Com roteiro do australiano Tony McNamara e direção do grego Yorgos Lanthimos, Pobres criaturas (Poor Things) é uma fábula feminista com óbvias influências da obra de Mary Shelley, Frankenstein. A fonte original adaptada por McNamara é o romance Poor Things: Episodes from the Early Life of Archibald McCandless M.D. Scottish Public Health Officer, de Alasdair Gray, publicado a primeira vez em 1992, por sua vez, fortemente influenciado pelo clássico shelleyano.
Não é preciso ser um gênio em literatura universal para perceber esse vínculo logo ao ver o trailer do filme. A propósito, a revista Time abordou a ligação entre o filme Pobres criaturas e o feminismo no clássico Frankenstein nesta reportagem.
Godwin Baxter, cientista sequelado, mas brilhante (Willem Defoe), faz um experimento bizarro: encontra o cadáver de uma jovem suicida grávida, retira o cérebro da neném, implanta na mulher adulta, e em seguida a ressuscita.
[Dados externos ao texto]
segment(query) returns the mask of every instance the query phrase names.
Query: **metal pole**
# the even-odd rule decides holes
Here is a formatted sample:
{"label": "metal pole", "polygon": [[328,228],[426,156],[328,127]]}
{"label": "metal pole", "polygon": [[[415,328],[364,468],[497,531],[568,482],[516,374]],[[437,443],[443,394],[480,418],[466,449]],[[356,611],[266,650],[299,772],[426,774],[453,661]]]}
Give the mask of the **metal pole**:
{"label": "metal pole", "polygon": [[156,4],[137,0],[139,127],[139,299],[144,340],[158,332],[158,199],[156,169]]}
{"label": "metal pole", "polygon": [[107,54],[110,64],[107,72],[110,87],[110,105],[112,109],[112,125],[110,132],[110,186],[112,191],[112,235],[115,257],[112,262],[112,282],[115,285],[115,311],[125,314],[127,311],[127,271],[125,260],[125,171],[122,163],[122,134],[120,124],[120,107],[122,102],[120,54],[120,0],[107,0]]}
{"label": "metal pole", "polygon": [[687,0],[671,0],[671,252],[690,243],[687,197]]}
Para acompanhar passo a passo a evolução de Bella (Emma Stone), contrata Max (Ramy Youssef), estudante de Medicina que, inevitavelmente, se apaixona pela destrambelhada, porém deslumbrante jovem.
Dia após dia, anota a evolução da moça, o vocabulário crescente, a inaptidão social.
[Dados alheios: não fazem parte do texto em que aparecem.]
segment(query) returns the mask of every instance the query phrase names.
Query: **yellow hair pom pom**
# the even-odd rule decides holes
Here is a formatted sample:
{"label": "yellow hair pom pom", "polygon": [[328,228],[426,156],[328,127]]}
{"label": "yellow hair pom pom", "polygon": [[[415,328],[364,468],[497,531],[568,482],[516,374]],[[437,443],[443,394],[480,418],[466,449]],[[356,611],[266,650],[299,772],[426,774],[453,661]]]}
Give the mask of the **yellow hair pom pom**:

Quando Bella dá um passo importante em sua vida sexual (aprende a se masturbar e a ter orgasmos), o Dr. Godwin resolve casá-la com Max. Para fazer o contrato, entra em cena um inescrupuloso advogado, o dândi Duncan Wedderburn (Mark Ruffalo), que acaba se interessando por conhecer quem é essa misteriosa pessoa.
A partir daí, o filme envereda por um caminho em que Bella assume o protagonismo e as rédeas de seu destino.
A jornada de autoconhecimento de Bella vai passar por muitas etapas.
Em meio a viagens a países exóticos, aventuras e desventuras, a ingenuidade vai dando lugar à experiência e ao entendimento de como o mundo funciona.
Um destaque é a viagem a Portugal.
Em Lisboa, Bella se depara com uma fadista a tocar guitarra portuguesa e a entoar "O quarto". Atônita, de olhos vidrados, Bella escreve um novo capítulo dessa relação afetiva de Hollywood com o fado, fortalecida com "A canção do mar", de Dulce Pontes, no filme As duas faces de um crime.
Nesta entrevista no programa Bairro das artes, Carminho, a cantora lusa que aparece em Pobres criaturas, explica como foi a experiência.
O filme tem ótimos momentos de comédia, com atuações consistentes.
Perde um pouco o ritmo na segunda metade, talvez menos por culpa de Yorgos (cujo filme A favorita, de 2018, foi sucesso de crítica e público, faturando sete vezes o valor do orçamento) e mais dos tempos em que vivemos.
Hoje em dia, a metragem dos filmes está numa fase mais elástica do que antigamente. Diretores se apaixonam por suas obras e as estendem ao máximo, sem que ninguém ouse os repreender ou ordenar sábios e bem desejados cortes.
Pobres criaturas é um bom entretenimento, com uma forte crítica social, principalmente a nós... limitados, ridículos e patéticos seres do sexo masculino.